Major League Baseball is full of talented overpaid stars that get paid millions to throw a ball around for a living.
In fact, every sport has overpaid players that frankly aren’t worth it.
And one MLB star just landed the most monster contract in the history of sports.
Remember the old days when baseball legends like Mickey Mantle were working class folks who entertained with humble salaries?
Those days are gone. Every year, athletes make more and more because the market dictates their salaries.
The irony is that all of them actually believe they’re underpaid while being tone deaf that people pay big money to see them in person and that’s the only reason why they make the millions. At least, that was the way of the past.
But then, with the invention of television; advertisements, subscriptions,and endorsements made some of these athletes the richest people in America. And every year it goes up and up and up.
Mike Trout is almost inarguably the best player in baseball. Actually, this isn’t a joke, analytically; Trout might be the best baseball player of all time. Sorry, Babe Ruth.
And he just scored a record-breaking $430 million 12-year extension with the Los Angeles Angels.
Trout, who has won two American League MVP awards and finished second four times, will receive an average of nearly $36 million a year, topping Zack Greinke’s previous record average of $34.4 million with the Arizona Diamondbacks.
One year less and over a hundred million more speaks volumes about the kind of player he is. The irony being that most people think this contract is a bargain too.
If you don’t believe that Trout is an all-time talent then listen to this:
According to Jim Turvey at ESPN:
- Trailed only Ty Cobb for WAR through age-25 season after 2017. If we extrapolate 2018, he will pass Cobb by the end of the season for the most WAR through age-26 season.

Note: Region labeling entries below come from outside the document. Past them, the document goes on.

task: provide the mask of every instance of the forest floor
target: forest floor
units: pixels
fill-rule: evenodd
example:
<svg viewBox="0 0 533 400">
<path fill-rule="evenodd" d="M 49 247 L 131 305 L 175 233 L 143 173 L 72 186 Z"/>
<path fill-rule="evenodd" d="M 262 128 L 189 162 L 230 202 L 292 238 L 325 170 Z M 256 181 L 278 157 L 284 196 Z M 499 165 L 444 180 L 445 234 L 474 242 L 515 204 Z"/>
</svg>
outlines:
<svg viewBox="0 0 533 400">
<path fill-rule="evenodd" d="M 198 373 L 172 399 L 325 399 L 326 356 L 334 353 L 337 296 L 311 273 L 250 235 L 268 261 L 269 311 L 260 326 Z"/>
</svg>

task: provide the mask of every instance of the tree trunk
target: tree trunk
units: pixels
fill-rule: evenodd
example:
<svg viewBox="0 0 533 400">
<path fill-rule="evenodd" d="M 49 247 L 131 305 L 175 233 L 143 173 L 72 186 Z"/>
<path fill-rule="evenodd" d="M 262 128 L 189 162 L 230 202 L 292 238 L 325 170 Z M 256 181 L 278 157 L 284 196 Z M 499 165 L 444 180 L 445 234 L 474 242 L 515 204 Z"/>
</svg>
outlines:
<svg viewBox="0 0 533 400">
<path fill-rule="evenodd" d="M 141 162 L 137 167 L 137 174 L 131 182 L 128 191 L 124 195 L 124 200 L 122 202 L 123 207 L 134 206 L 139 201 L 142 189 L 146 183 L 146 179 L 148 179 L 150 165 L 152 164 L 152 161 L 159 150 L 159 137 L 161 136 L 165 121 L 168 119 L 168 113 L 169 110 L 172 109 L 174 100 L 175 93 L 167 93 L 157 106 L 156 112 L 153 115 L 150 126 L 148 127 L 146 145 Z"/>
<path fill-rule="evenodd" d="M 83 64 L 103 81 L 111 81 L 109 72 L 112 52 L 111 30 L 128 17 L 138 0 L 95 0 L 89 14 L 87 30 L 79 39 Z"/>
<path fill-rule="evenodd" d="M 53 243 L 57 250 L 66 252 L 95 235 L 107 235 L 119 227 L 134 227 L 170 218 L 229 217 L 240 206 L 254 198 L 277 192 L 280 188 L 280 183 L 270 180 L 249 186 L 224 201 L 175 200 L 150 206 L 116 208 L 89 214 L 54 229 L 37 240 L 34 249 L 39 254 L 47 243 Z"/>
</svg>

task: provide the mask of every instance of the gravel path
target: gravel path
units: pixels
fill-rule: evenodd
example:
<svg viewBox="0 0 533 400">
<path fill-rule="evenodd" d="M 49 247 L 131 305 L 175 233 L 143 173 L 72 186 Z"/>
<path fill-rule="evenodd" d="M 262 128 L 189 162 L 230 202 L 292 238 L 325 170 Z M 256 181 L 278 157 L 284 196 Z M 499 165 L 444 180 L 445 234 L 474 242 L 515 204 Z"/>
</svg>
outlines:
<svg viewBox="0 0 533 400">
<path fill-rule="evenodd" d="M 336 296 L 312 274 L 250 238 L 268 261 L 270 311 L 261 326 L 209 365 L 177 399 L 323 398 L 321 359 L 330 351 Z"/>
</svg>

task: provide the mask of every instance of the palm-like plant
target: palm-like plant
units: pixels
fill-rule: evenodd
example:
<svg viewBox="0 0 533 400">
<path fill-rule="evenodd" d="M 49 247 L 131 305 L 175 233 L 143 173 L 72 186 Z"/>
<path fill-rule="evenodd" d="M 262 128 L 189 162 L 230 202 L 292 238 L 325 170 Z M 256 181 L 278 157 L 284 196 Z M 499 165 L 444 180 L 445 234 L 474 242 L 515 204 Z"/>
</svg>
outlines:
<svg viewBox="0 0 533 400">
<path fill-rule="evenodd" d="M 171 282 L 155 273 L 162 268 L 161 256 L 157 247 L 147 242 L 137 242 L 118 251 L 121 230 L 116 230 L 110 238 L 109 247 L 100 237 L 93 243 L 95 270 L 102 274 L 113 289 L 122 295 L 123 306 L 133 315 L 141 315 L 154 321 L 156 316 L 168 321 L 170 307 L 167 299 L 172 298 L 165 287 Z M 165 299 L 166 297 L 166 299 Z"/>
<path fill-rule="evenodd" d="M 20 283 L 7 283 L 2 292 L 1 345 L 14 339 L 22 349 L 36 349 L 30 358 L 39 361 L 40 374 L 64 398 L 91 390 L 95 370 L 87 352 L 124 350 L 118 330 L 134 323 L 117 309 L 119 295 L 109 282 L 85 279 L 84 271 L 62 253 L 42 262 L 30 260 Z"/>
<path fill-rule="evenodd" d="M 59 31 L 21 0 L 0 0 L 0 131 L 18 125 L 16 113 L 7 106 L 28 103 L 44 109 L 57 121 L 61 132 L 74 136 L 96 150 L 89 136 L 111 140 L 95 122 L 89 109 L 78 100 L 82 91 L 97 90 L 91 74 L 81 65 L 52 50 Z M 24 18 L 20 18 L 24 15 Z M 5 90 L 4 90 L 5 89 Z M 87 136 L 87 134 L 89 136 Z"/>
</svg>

- Fifth player in MLB history to win two MVPs by age 25, joining Jimmie Foxx, Stan Musial, Mickey Mantle, and Johnny Bench.
- Three straight OPS+ titles. His career OPS+ of 174 ranks sixth all-time, with only one other player (Barry Bonds – 182) playing their full career in the integrated era.

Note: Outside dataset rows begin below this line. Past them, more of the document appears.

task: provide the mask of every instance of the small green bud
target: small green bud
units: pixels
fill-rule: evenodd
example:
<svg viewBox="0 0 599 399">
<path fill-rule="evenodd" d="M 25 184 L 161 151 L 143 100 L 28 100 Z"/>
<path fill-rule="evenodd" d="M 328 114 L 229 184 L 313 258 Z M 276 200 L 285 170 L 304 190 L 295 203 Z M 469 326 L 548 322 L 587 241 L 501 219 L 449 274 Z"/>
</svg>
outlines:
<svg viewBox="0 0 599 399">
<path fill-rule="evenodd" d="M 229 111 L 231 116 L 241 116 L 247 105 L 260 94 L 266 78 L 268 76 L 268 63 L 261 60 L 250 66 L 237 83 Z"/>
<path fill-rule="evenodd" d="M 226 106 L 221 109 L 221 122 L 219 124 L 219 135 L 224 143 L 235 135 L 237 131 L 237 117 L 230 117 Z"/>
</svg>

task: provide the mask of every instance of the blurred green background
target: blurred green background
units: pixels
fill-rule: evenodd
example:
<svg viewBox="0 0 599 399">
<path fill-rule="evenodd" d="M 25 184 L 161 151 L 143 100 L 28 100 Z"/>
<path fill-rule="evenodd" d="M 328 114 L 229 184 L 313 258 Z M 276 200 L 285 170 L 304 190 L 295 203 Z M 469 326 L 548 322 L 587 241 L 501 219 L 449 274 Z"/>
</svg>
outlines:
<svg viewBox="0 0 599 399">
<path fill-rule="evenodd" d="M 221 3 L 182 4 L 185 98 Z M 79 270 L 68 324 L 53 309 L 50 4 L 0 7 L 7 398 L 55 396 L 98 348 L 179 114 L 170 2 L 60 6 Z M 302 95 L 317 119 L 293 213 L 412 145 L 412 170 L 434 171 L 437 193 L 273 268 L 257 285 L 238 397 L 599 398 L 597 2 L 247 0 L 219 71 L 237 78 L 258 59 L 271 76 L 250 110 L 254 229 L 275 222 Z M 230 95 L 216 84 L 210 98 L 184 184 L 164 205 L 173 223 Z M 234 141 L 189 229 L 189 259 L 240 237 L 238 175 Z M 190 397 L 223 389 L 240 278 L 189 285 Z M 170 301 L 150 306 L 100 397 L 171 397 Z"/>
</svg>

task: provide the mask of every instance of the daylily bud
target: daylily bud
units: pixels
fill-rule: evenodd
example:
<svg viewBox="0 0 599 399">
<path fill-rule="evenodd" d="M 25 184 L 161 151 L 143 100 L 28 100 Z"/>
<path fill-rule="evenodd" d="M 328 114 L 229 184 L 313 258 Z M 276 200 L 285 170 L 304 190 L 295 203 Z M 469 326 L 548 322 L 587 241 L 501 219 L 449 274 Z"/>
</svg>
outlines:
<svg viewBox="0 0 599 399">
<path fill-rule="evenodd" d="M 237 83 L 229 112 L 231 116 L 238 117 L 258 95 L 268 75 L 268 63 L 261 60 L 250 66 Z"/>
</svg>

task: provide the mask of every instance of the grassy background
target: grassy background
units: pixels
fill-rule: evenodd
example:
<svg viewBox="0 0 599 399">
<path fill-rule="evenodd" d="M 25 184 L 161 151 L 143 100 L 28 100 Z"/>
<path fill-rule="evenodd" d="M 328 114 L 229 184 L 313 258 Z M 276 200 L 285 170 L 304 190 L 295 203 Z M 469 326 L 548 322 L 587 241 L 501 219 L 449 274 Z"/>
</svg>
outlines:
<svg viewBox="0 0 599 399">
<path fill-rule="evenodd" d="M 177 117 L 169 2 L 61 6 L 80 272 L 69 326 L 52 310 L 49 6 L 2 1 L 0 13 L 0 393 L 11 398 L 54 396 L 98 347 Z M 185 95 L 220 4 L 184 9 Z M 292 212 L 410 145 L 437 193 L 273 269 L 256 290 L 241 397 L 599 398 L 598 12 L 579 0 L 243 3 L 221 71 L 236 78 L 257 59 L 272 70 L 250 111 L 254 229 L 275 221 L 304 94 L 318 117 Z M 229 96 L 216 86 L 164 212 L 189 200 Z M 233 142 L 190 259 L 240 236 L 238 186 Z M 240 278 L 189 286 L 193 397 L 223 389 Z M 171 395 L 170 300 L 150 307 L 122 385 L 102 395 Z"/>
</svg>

- The BOAT [Best of all time], for me, simply has to have played post-1960. The advancements to the game are undeniable, and athletes today are just better than they have ever been before.
- That leaves two real challengers to Trout: Barry Bonds and Ken Griffey Jr.
- Bonds has issues of his own, and even if we look at his career before those “issues” (as defenders of Bonds like myself tend to do), Trout has the clear edge.
- Same with Griffey. Even before the injuries came into play, Trout is clearly the superior player. Griffey doesn’t have nearly as much black ink on the card as one might imagine. He never led the league in OPS+, and he won only one slugging crown. His three WAR titles are impressive, but Trout already has five.
- Plus, Trout has an incredible ability to fix whatever holes appear in his game. Somehow he is getting better each season despite starting with an insanely high bar,to begin with. He is showing no signs of slowing down off his current pace; if anything, he is still improving and may not have reached his peak.*
And that’s just getting started. Hard not to acknowledge that as we evolve in sports that athletes will run faster, hit harder and be incredibly more athletic than those of the past. It’s pretty obvious. Zion Williamson isn’t just the next LeBron James; he might turn out to be better than him.
Also, the Angels just aren’t that good.
This was a surprising move on Trout’s part but money always talks, doesn’t it?